Investigations of Afinsa’s questionable philatelic investment practices date back to early 2005, when Barron’s, the Financial Times and others published high-profile reports critical of the firm’s methods.

In early May 2006, Spanish authorities began investigating whether Afinsa and Forum Filatelico, another large Spanish stamp dealer, sold questionable stamp investments to as many as several hundred thousand small investors.

Linn’s reported May 29, 2006, that the Afinsa and Forum Filatelico stamp-investment programs were shut down. Spanish authorities raided both companies May 8, 2006, and ordered them to close.

At that time, eight officials of Afinsa and Forum Filatelico were sent to jail.

“According to accounts in Spanish newspapers,” Linn’s reported May 29, 2006, “the Afinsa investors were being promised a return of 6 percent a year on investments as low as $400.

“But the investors, many of them said to be elderly, never saw the stamps in which they were investing, one Spanish news service said.

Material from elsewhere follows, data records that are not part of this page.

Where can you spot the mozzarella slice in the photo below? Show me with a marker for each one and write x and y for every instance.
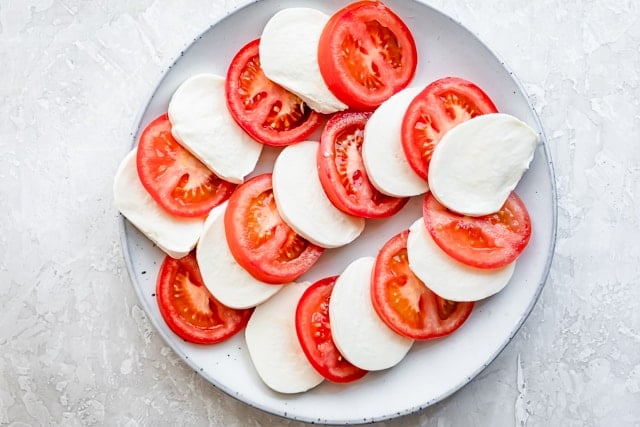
(229, 282)
(289, 56)
(477, 164)
(202, 124)
(274, 347)
(303, 204)
(447, 277)
(174, 235)
(359, 334)
(382, 151)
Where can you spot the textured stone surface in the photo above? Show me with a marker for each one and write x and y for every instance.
(77, 349)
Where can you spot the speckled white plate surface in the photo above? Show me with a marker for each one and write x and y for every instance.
(432, 370)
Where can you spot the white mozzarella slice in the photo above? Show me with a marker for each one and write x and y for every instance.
(174, 235)
(274, 347)
(229, 282)
(289, 56)
(382, 151)
(447, 277)
(303, 204)
(477, 164)
(359, 334)
(201, 122)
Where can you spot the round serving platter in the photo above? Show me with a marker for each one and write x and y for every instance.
(432, 370)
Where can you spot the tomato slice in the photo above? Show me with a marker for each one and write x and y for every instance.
(189, 309)
(175, 179)
(342, 173)
(490, 241)
(366, 54)
(440, 106)
(314, 333)
(405, 303)
(265, 110)
(260, 240)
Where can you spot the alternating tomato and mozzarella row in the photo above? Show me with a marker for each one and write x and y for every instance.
(447, 277)
(382, 153)
(302, 202)
(265, 110)
(289, 56)
(353, 318)
(342, 172)
(189, 309)
(274, 347)
(246, 257)
(229, 282)
(174, 235)
(201, 122)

Afinsa held the stamps in its vaults.”

In that same report, Linn’s said “the Financial Times reported that the Spanish investigation might have been prompted by the refusal [in early 2006] of the Lloyds of London reinsurance syndicate to renew policies for the two Spanish collectibles firms.

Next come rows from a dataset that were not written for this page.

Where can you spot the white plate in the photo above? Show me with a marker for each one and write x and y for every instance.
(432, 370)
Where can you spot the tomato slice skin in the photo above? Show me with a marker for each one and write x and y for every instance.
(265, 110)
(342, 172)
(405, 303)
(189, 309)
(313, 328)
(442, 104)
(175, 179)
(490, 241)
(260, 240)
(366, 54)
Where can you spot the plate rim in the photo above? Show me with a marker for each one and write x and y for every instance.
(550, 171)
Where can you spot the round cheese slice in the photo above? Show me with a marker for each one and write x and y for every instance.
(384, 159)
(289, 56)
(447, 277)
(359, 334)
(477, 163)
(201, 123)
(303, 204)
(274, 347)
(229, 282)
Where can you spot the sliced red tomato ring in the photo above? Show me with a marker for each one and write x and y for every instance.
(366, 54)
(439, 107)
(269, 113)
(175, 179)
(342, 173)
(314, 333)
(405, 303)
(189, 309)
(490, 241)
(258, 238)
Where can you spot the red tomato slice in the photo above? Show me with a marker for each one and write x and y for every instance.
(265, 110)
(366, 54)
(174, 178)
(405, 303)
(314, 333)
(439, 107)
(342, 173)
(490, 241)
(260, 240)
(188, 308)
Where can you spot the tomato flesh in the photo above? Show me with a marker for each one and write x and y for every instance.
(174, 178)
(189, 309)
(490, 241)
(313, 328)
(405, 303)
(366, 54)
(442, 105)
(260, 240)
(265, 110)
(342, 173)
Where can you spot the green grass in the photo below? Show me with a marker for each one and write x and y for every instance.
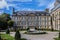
(57, 38)
(7, 37)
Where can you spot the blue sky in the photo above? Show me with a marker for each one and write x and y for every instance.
(27, 5)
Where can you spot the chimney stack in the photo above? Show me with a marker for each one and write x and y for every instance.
(47, 10)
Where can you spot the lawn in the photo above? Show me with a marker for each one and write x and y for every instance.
(56, 38)
(7, 37)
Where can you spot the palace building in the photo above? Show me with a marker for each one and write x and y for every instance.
(55, 13)
(38, 19)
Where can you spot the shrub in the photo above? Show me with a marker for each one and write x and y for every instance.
(17, 35)
(8, 31)
(59, 34)
(0, 38)
(27, 29)
(35, 28)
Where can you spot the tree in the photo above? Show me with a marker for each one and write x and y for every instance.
(0, 38)
(4, 18)
(59, 33)
(10, 23)
(17, 35)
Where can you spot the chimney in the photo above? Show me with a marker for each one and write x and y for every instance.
(13, 10)
(47, 10)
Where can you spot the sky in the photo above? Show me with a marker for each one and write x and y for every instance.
(25, 5)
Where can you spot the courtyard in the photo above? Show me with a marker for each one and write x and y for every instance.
(49, 36)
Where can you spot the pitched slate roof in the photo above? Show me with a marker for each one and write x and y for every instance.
(26, 13)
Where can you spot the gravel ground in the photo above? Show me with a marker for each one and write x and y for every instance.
(48, 36)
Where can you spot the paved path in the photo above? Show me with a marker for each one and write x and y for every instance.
(48, 36)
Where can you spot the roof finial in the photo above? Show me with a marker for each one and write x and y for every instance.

“The Financial Times said stamp experts had advised Lloyds that the investment plans being offered by Afinsa and Forum Filatelico lacked a sufficient number of what the Financial Times called ‘investment grade’ stamps.”

According to the July 27 Associated Press report, Spain’s National Court “said Afinsa lured people with promises of high returns on investments in antique stamps that turned out to be overvalued or fake. The interest payments came from new customers and not from appreciation in stamp value, as promised.”

Another factor that likely contributed to the magnitude of investors’ losses is that investment plans in collectibles were not regulated in Spain at the time. Because of this, most such investments were not insured.